Ce plan s'inscrit dans la volonté de l'administration Obama d'en finir avec les excès de Wall Street qui ont conduit au quasi-effondrement du système financier américain.

"Cette crise a clairement démontré que certaines grandes sociétés et certains marchés avaient besoin d'être soumis à un régime de régulation étroit", a dit l'une des sources.

Mardi, le secrétaire au Trésor Timothy Geithner et le président de la Réserve fédérale Ben Bernanke ont dit au Congrès qu'ils souhaitaient que les autorités prennent le contrôle des de sociétés telles qu'American International Group pour leur éviter la faillite.

Les propositions détaillées jeudi mettront notamment l'accent sur les conseillers des fonds spéculatifs, des fonds de capital-investissement et de capital-risque qui devront être enregistrés auprès de la Security and Exchange Commission (SEC, autorité des marchés boursiers) dès que leurs actifs gérés dépasseront un seuil qui reste à déterminer.

Ces conseillers devraient être contraints de donner les informations nécessaires à l'évaluation de l'endettement des fonds et des risques qu'ils posent en termes de stabilité financière.

L'administration américaine entend aussi réguler les marchés de produits dérivés, notamment les "credit default swaps", produits dérivés contre les risques de défaut de remboursement de crédits.

Cette "approche régulatrice" constitue une rupture nette avec la politique de l'administration Bush. Elle découle de la crise du crédit qui s'est développée il y a 18 mois et des exemples récents de fraude financière qui ont mis en lumière l'insuffisance des structures de régulation.

Les groupes qui sont susceptibles d'engendrer des risques systémiques devraient être identifiés en accord avec le Congrès selon des critères de taille, d'exposition aux effets de levier, d'interdépendance avec d'autres groupes et sur leur rôle de fournisseur de crédit aux ménages, aux entreprises et aux institutions publiques.

Les exigences en matières de capitaux seront plus strictes que pour les autres sociétés et ces groupes devront montrer qu'ils sont capables de surmonter un certain nombre de scénarios "profondément défavorables".

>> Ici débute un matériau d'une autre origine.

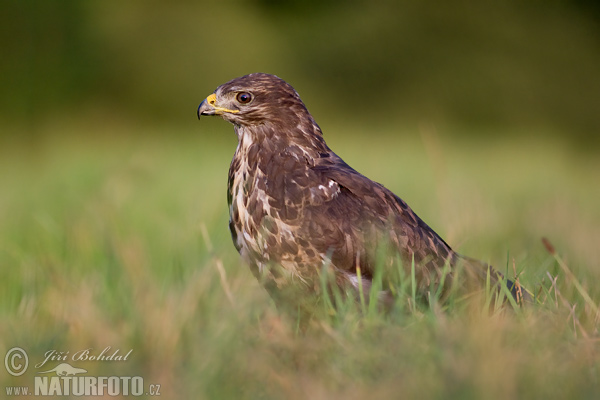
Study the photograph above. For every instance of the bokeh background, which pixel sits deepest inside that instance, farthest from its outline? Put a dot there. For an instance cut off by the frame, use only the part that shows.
(529, 67)
(483, 115)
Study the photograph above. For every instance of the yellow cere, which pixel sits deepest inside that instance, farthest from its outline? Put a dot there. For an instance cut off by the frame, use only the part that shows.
(212, 100)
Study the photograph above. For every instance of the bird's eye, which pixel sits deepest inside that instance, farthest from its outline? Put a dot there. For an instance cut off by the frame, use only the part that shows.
(244, 97)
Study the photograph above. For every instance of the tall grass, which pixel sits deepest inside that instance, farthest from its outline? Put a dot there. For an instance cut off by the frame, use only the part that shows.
(124, 243)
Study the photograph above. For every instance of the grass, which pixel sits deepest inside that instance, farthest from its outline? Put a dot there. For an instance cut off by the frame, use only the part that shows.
(124, 243)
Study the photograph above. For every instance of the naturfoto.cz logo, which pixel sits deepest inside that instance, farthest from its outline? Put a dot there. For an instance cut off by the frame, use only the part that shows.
(65, 379)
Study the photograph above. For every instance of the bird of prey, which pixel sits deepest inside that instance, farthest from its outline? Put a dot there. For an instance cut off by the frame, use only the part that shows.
(295, 204)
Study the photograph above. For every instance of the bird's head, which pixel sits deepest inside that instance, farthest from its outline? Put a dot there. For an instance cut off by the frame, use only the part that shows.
(256, 99)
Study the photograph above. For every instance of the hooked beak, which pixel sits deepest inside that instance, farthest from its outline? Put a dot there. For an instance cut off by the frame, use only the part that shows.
(209, 107)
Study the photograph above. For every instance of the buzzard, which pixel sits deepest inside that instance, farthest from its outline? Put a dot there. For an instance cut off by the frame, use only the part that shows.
(296, 207)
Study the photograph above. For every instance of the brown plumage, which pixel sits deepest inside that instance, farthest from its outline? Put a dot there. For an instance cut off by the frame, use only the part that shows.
(297, 205)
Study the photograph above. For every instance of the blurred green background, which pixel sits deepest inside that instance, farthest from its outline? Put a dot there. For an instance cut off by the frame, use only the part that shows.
(484, 116)
(522, 66)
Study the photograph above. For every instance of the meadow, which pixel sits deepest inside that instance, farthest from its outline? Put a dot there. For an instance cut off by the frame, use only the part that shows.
(121, 240)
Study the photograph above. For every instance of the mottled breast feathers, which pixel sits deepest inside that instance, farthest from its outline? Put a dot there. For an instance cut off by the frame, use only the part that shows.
(294, 203)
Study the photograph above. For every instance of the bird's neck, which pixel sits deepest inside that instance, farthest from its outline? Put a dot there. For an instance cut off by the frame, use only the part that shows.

Le régulateur du risque systémique obtiendrait des attributions lui permettant de réagir si les niveaux de capitaux s'affaissent, similaire à celles que détient la FDIC (Federal Deposit Insurance Corp), une des autorités américaines de régulation bancaire.

En dépit des appels en faveur d'un durcissement de la surveillance des institutions financières, l'administration Obama semble disposée à une certaine flexibilité sur les règles comptables.

Les sources ont dit à Reuters que les règles de comptabilité en termes de fair value seraient réexaminées afin d'identifier les modifications qui permettraient d'éviter les mouvements de balancier sur les bénéfices et les niveaux de capitalisation qui sont imputables aux variations du marché.